18 Partial dependence profiles

18.1 Introduction

In this chapter we focus on partial dependence (PD) plots, sometimes also called PD profiles. They were introduced by Friedman in a paper devoted to Gradient Boosting Machines (GBM) (Friedman 2000). For many years PD profiles went unnoticed in the shadow of GBM. However, in recent years, the profiles have become very popular and are available in many data-science-oriented software packages like DALEX, iml (Molnar, Bischl, and Casalicchio 2018), pdp (Greenwell 2017).
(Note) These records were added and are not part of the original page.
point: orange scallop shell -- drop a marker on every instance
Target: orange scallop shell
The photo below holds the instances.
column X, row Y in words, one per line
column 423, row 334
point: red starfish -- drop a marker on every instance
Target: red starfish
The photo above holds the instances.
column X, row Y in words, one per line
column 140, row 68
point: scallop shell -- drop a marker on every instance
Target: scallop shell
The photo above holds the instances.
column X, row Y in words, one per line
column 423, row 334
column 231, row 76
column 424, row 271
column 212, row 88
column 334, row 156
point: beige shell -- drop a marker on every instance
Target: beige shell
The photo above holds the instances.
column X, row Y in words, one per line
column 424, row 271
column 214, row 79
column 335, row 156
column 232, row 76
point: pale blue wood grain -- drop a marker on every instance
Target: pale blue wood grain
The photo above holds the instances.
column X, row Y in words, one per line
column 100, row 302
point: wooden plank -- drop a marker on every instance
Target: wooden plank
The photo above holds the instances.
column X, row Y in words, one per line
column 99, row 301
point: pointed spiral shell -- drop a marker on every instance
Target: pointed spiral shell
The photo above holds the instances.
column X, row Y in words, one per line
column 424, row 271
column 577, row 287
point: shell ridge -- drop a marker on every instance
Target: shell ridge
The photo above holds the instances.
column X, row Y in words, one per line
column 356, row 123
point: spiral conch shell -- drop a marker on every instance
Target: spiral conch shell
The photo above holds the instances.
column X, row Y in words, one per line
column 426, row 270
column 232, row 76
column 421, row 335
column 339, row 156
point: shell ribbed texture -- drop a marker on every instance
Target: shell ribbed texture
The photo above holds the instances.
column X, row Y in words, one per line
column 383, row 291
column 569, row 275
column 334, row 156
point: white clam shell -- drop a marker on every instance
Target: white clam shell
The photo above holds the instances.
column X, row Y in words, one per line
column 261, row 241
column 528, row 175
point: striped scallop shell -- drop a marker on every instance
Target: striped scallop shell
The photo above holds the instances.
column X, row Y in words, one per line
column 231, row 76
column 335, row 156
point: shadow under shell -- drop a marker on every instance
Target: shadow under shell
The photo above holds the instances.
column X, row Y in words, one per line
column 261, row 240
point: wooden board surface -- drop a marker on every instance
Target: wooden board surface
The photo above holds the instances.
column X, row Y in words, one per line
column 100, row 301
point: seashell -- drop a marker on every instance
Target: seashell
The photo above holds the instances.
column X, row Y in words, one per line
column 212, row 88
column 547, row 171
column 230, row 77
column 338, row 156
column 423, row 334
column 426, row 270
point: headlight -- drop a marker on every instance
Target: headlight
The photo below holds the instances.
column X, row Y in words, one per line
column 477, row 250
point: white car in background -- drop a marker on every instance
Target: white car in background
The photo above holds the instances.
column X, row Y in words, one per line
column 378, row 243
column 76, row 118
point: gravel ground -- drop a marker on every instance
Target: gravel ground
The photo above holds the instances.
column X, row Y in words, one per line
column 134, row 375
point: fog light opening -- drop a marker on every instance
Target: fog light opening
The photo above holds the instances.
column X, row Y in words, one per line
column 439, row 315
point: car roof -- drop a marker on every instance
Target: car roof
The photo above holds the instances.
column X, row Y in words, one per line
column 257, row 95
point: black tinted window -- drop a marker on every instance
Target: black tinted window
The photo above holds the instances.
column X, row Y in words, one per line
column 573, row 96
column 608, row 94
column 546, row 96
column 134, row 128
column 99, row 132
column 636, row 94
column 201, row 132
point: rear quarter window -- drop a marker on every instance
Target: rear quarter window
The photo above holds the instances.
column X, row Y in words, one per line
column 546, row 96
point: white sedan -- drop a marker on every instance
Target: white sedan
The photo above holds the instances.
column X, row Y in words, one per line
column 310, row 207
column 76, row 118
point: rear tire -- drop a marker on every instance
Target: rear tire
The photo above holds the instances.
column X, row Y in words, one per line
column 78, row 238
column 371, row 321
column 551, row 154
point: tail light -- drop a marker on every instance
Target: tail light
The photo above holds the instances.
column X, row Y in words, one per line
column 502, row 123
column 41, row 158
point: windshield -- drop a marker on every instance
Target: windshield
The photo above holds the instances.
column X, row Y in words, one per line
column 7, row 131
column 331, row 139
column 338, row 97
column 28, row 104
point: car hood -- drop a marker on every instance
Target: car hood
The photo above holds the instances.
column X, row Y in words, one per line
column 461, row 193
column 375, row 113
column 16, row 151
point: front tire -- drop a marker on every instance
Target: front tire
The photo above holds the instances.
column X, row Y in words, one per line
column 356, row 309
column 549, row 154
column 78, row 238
The general idea underlying the construction of PD profiles is to show how the expected value of model prediction behaves as a function of a selected explanatory variable. For a single model, one can construct an overall PD profile by using all observations from a dataset, or several profiles for sub-groups of the observations. Comparison of sub-group-specific PD profiles may provide important insight into, for instance, stability of the model predictions.
PD profiles are also useful for comparisons of different models:

  • Agreement between profiles for different models is reassuring. Some models are more flexible than others. If PD profiles for models from the two classes are similar, we can treat it as a evidence that the more flexible model is not over-fitting.
  • Disagreement between profiles may suggest a way to improve a model. If a PD profile of a simpler, more interpretable model disagrees with a profile of a flexible model, this may suggest a variable transformation that can be used to improve the interpretable model. For example, if a random-forest model indicates a non-linear relationship between the dependent variable and an explanatory variable, then a suitable transformation of the explanatory variable may improve the fit or performance of a linear regression model.
  • Evaluation of model performance at boundaries. Models are known to have a different behavior at the boundaries of dependent variables, i.e., for the largest or the lowest values. For instance, random-forest models are known to shrink predictions towards the average, whereas support-vector machines are known to have larger variance at edges. Comparison of PD profiles may help to understand the differences in models’ behavior at boundaries.

18.2 Intuition

The general idea underlying the construction of PD profiles is to show how the expected value of model prediction behaves as a function of a selected explanatory variable. Toward this aim, the average of a set of individual Ceteris-paribus (CP) profiles is used. Recall that a CP profile (see Chapter 11) shows the dependence of an instance-level prediction for an explanatory variable. A PD profile is estimated by the average of the CP profiles for all instances (observations) from a dataset.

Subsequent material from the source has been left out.